Ini disampaikan Marwata dalam peluncuran pilot project Desa Anti-Korupsi, Rabu (1/12) di Bantul, Daerah Istimewa Yogyakarta. Desa Panggungharjo terpilih sebagai percontohan nasional desa antikorupsi.

“Awal peluncuran dana desa, kami menerima banyak laporan mengenai dugaan penyimpangan. Ada ribuan. Namun berdasarkan kewenangan KPK sesuai pasal 11 UU KPK, karena kepala desa bukan penyelenggara negara maupun penegak hukum, KPK tidak bisa menindak,” katanya.

Namun dalam persoalan ini KPK melakukan koordinasi dengan Kementerian Desa Pembangunan Desa Tertinggal dan Transmigrasi (Kemendes PDTT) untuk klarifikasi.
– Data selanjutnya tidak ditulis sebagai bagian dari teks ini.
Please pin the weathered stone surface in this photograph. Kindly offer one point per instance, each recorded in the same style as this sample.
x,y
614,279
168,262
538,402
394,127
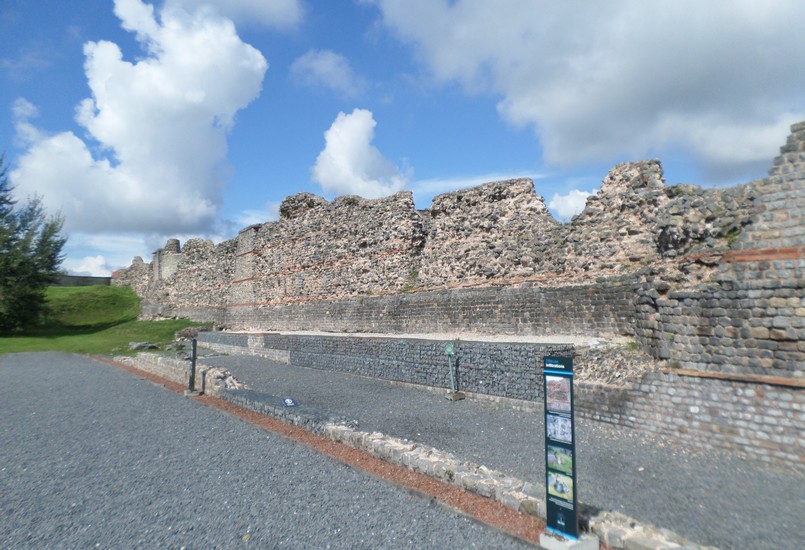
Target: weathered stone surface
x,y
705,279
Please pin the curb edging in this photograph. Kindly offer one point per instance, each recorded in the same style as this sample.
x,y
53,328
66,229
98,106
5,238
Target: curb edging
x,y
614,529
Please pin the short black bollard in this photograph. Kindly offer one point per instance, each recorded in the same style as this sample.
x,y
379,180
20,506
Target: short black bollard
x,y
191,379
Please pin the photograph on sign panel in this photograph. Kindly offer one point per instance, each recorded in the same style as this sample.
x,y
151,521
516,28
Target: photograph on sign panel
x,y
557,393
559,428
560,485
560,459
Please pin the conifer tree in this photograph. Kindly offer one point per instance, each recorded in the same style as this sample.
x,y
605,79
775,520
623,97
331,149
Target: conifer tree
x,y
30,255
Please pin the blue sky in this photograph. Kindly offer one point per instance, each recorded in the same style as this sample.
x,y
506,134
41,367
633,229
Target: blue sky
x,y
139,121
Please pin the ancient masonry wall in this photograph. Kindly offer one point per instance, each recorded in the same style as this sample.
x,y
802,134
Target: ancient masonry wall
x,y
702,279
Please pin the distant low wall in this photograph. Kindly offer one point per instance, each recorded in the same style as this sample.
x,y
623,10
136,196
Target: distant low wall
x,y
81,280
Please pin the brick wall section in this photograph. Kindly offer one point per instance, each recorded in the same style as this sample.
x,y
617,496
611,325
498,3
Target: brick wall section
x,y
759,421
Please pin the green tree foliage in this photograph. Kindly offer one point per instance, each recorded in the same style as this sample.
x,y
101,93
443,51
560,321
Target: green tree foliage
x,y
30,255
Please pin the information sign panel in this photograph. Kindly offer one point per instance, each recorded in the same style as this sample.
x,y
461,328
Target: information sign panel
x,y
560,447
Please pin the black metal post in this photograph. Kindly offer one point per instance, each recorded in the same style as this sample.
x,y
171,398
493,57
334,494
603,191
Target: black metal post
x,y
191,379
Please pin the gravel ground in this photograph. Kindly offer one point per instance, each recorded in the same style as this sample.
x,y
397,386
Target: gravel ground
x,y
92,455
710,498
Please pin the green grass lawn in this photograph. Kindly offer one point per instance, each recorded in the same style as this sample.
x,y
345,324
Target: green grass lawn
x,y
94,319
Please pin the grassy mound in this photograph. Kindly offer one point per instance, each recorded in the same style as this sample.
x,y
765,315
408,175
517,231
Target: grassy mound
x,y
92,319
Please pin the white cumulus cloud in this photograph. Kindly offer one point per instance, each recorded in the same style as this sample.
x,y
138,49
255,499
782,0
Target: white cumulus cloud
x,y
568,205
329,69
155,159
350,164
93,266
271,13
622,79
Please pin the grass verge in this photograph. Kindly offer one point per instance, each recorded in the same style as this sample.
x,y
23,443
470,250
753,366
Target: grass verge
x,y
95,319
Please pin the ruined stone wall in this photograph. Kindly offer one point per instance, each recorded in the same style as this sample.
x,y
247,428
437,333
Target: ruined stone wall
x,y
749,316
704,279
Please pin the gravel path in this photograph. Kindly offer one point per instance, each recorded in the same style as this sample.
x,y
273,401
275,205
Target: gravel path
x,y
92,455
709,498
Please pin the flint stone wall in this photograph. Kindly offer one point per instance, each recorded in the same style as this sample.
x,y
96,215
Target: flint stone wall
x,y
758,420
492,368
704,279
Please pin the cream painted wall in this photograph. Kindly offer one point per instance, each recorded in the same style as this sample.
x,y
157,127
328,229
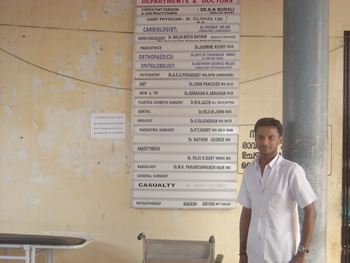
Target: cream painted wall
x,y
55,179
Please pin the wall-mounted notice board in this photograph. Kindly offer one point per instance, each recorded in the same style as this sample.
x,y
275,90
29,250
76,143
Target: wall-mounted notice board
x,y
185,103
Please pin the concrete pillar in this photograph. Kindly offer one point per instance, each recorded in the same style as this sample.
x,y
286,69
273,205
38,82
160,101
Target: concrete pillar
x,y
305,102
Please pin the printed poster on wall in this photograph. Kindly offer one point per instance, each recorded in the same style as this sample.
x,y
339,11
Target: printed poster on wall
x,y
185,103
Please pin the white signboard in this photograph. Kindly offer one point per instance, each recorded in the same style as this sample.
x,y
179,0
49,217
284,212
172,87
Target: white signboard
x,y
185,104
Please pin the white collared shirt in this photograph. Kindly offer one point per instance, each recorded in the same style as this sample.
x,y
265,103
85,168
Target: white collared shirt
x,y
274,228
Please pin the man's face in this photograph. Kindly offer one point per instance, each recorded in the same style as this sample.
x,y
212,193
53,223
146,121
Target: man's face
x,y
267,140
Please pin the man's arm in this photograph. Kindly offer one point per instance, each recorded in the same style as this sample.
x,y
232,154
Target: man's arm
x,y
243,233
307,230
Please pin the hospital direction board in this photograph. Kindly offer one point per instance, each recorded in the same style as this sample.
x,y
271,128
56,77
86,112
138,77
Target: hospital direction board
x,y
191,28
188,37
179,10
180,130
148,112
185,104
182,83
186,3
166,20
188,74
187,47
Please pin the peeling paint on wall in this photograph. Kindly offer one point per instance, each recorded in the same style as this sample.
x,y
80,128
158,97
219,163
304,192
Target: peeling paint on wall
x,y
6,156
117,8
23,154
8,110
38,177
36,84
47,137
117,59
84,16
88,62
31,200
68,81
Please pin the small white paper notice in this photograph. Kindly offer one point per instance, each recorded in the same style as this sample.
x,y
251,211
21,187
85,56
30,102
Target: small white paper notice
x,y
108,125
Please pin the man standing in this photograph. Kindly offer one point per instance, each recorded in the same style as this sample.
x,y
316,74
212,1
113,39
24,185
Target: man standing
x,y
271,189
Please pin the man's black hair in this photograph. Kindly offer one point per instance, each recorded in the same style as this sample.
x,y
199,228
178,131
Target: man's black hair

Marwata mengatakan banyak aparat desa yang diproses hukum terkait penyelewengan dan penyimpangan dalam penggunaan dana desa.

“Rata-rata mereka lemah dari sisi administrasi. Banyak yang tidak baca UU. Ini yang ditindak aparat penegak hukum. Saya pikir ini kita ikut bersalah, karena menangkap orang yang tidak paham apa salahnya,” jelasnya.

Karena itulah, dirinya mengajak perlunya memikirkan langkah dalam aspek pendidikan dan bimbingan soal manajemen dan administrasi pengelolaan dana desa. Demikian juga soal penanganan hukumnya jika terjadi penyimpangan.

Menurutnya, restorative justice perlu dikedepankan. Restorative justice merupakan proses saat semua pihak yang berkepentingan dalam pelanggaran bertemu dan bersama-sama menyelesaikan akibat dari suatu pelanggaran.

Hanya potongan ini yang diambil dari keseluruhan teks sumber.